The role of metazoan coactivator SAYP in nuclear receptor-driven gene activation in the ecdysone cascade of Drosophila is considered. SAYP interacts with DHR3 nuclear receptor and activates the corresponding genes by recruiting the BTFly (Brahma and TFIID) coactivator supercomplex. The knockdown of SAYP leads to a decrease in the level of DHR3-activated transcription. DHR3 and SAYP interact during development and have multiple common targets across the genome.

ENY2: couple, triple...more?

ENY2/Sus1, a protein involved in the coupling of transcription with mRNA export, is a component of SAGA/TFTC and TREX-2/AMEX complexes. Recently, we have described the association of ENY2 with the third protein complex, THO. Moreover, our data indicate that ENY2 is also associated with other factors, both in the nucleus and cytoplasm. Thus, being a shared components of several protein complexes, ENY2 appears to function as an adapter molecule involved in integration of cellular processes, in particular, subsequent stages of gene expression.
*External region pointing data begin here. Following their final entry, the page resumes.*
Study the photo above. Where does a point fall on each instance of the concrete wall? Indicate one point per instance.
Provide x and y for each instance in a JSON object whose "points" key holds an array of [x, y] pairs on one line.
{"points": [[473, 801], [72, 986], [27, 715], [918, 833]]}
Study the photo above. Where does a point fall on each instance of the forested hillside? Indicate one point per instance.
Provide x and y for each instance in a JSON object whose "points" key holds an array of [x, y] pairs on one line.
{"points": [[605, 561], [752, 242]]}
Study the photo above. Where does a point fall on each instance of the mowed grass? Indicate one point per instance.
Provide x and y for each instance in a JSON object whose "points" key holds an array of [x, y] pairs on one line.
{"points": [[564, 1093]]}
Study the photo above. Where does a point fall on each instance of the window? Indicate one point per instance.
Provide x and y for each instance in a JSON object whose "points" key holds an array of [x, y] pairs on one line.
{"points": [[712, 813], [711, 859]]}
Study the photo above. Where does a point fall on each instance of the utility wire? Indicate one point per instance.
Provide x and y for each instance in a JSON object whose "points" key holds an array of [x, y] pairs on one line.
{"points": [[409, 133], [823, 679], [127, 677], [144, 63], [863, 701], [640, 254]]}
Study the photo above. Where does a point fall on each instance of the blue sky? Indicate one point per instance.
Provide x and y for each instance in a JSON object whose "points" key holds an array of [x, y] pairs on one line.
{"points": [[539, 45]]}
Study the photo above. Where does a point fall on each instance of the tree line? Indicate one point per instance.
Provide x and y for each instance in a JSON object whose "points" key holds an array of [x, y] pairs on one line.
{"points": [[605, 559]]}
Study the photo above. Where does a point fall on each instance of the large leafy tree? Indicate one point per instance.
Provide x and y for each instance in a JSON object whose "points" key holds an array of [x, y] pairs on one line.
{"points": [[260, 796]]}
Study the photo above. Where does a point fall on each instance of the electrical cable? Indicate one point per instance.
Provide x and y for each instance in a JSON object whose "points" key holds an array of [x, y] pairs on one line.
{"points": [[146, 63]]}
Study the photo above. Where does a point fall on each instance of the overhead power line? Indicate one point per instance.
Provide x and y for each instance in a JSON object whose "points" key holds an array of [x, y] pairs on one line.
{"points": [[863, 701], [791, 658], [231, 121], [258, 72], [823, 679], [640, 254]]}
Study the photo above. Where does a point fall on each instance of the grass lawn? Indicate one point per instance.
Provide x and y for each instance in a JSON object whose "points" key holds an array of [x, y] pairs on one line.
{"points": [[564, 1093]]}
Multifunctional factor ENY2 is associated with the THO complex and promotes its recruitment onto nascent mRNA.

Metazoan E(y)2/ENY2 is a multifunctional protein important for transcription activation and mRNA export, being a component of SAGA/TFTC and the mRNA export complex AMEX. Here, we show that ENY2 in Drosophila is also stably associated with THO, the complex involved in mRNP biogenesis. The ENY2-THO complex is required for normal Drosophila development, functioning independently on SAGA and AMEX. ENY2 and THO arrive on the transcribed region of the hsp70 gene after its activation, and ENY2 plays an important role in THO recruitment. ENY2 and THO show no direct association with elongating RNA polymerase II. Recruitment of ENY2 and THO occurs by their loading onto nascent mRNA, apparently immediately after its synthesis, while the AMEX component Xmas-2 is loaded onto mRNA at a later stage. Knockdown of either ENY2 or THO, but not SAGA or AMEX, affects the processing of the transcript's 3' end. Thus, ENY2, as a shared subunit of several protein complexes governing the sequential steps of gene expression, plays an important role in the coordination of these steps.

SAGA and a novel Drosophila export complex anchor efficient transcription and mRNA export to NPC.

SAGA/TFTC-type multiprotein complexes play important roles in the regulation of transcription. We have investigated the importance of the nuclear positioning of a gene, its transcription and the consequent export of the nascent mRNA. We show that E(y)2 is a subunit of the SAGA/TFTC-type histone acetyl transferase complex in Drosophila and that E(y)2 concentrates at the nuclear periphery. We demonstrate an interaction between E(y)2 and the nuclear pore complex (NPC) and show that SAGA/TFTC also contacts the NPC at the nuclear periphery. E(y)2 forms also a complex with X-linked male sterile 2 (Xmas-2) to regulate mRNA transport both in normal conditions and after heat shock. Importantly, E(y)2 and Xmas-2 knockdown decreases the contact between the heat-shock protein 70 (hsp70) gene loci and the nuclear envelope before and after activation and interferes with transcription. Thus, E(y)2 and Xmas-2 together with SAGA/TFTC function in the anchoring of a subset of transcription sites to the NPCs to achieve efficient transcription and mRNA export.